Libres del pago de tributos a los asirios, los dos reinos comenzaron una nueva fase de prosperidad y crecimiento. Volvió la euforia nacional. Pero, con la prosperidad, volvieron también las injusticias y la corrupción general, sobre todo por parte de la clase dirigente. El pueblo volvió a ser víctima, esta vez de sus propios compatriotas. ¡Otra ilusión! Sólo que, ahora, la prosperidad vestía un ropaje religioso: Baal estaba bendiciendo al pueblo. Para celebrar esta abundancia, su multiplicaron los sacrificios, las fiestas y los rituales de fecundidad. El pueblo estaba ilusionado y no veía la manipulación que hacían de su fe. Invocar al Señor con el nombre de Baal se había convertido en algo común (Os 2, 18).


Contra esta situación de falsa confianza, de esconder las injusticias con un culto alienado y de hacer alianza con los antiguos enemigos del pueblo (con Egipto ya debilitado), surgieron en el norte dos profetas: Amós, hacia el 750, y Oseas, poco después, sobre los cuales ya hablamos. Estos dos personajes, sin duda alguna, abrieron un nuevo camino en la manera de pensar, practicar y conservar la “palabra de Dios”. Ellos dieron un nuevo carácter a una corriente que contribuyó enormemente al enriquecimiento de la espiritualidad bíblica y al mismo contenido de la Biblia: la corriente profética. La predicación de Amós y Oseas no surtió efecto inmediato. El país tomó por un camino sin retorno, por culpa de la irresponsabilidad de los dirigentes y de la ignorancia y desorientación del pueblo.


En el 745, los asirios volvieron con mayor fuerza y reiniciaron, con Teglat- Falasar III (745-727), las campañas de conquista. En poco tiempo, Asiria volvió a ejercer su dominio sobre los pueblos vecinos, llegando más tarde hasta Egipto. En el 722 ó 721, luego de haber conquistado una parte de Galilea y de estar mandando en la política de Israel, cambiando al rey Pecaj (737-732) por Oseas (732-724), Asiria tomó definitivamente el reino de Israel y conquistó Samaría.

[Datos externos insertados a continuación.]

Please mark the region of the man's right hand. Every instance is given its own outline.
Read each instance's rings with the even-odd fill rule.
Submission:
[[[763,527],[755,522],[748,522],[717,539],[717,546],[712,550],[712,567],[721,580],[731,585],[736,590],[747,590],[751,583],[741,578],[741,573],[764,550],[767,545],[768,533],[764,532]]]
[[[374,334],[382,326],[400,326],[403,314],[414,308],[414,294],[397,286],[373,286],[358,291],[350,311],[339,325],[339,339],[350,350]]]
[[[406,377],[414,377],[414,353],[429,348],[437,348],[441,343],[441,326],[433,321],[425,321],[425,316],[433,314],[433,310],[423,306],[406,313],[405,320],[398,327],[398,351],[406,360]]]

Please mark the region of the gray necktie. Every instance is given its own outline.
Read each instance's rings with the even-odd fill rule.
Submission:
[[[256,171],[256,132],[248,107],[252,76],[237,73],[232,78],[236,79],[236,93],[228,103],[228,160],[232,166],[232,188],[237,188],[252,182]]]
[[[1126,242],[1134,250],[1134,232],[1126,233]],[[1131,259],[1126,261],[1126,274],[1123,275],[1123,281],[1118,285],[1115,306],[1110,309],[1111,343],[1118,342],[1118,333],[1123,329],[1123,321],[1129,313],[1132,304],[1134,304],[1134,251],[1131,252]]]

Fue el golpe final para el reino del Norte, que nunca más se levantará como nación. La población fue deportada y mezclada con otros pueblos vencidos, mientras su propio territorio era ocupado a su vez por otros deportados. El historiador deuteronomista dice que este fue el origen de la religión de los samaritanos, una especie de mezcla entre baalismo y yahvismo, que ya no era tan puro en Israel. Ahora empeoraba con esta venida de paganos a la región.


Conclusión

Así termina la historia del reino del Norte, en la visión del autor deuteronomista. Su consideración final sobre la caída de Israel está en 2 Re 17, 7-41. En los versículos 22-23 es tajante: “Cometieron los israelitas todos los pecados que hizo Jeroboam, y no se apartaron de ellos, hasta que Yahveh apartó a Israel de su presencia, como había anunciado por medio de todos sus siervos los profetas; deportó a Israel de su tierra a Asiria, hasta el día de hoy”. Y en 18, 12, concluye: “Esto sucedió porque no escucharon la voz de Yahveh su Dios y violaron su alianza y todo cuanto había ordenado Moisés, siervo de Yahveh. No lo escucharon y no lo practicaron”.


Sin embargo, la práctica religiosa en el reino del Norte, Israel, descentralizada, era más popular y guardaba rasgos más auténticos de la enseñanza de Moisés y del yahvismo que la religión del reino del Sur, Judá, centralizada y manipulada teológicamente por la ideología davídica de la corte.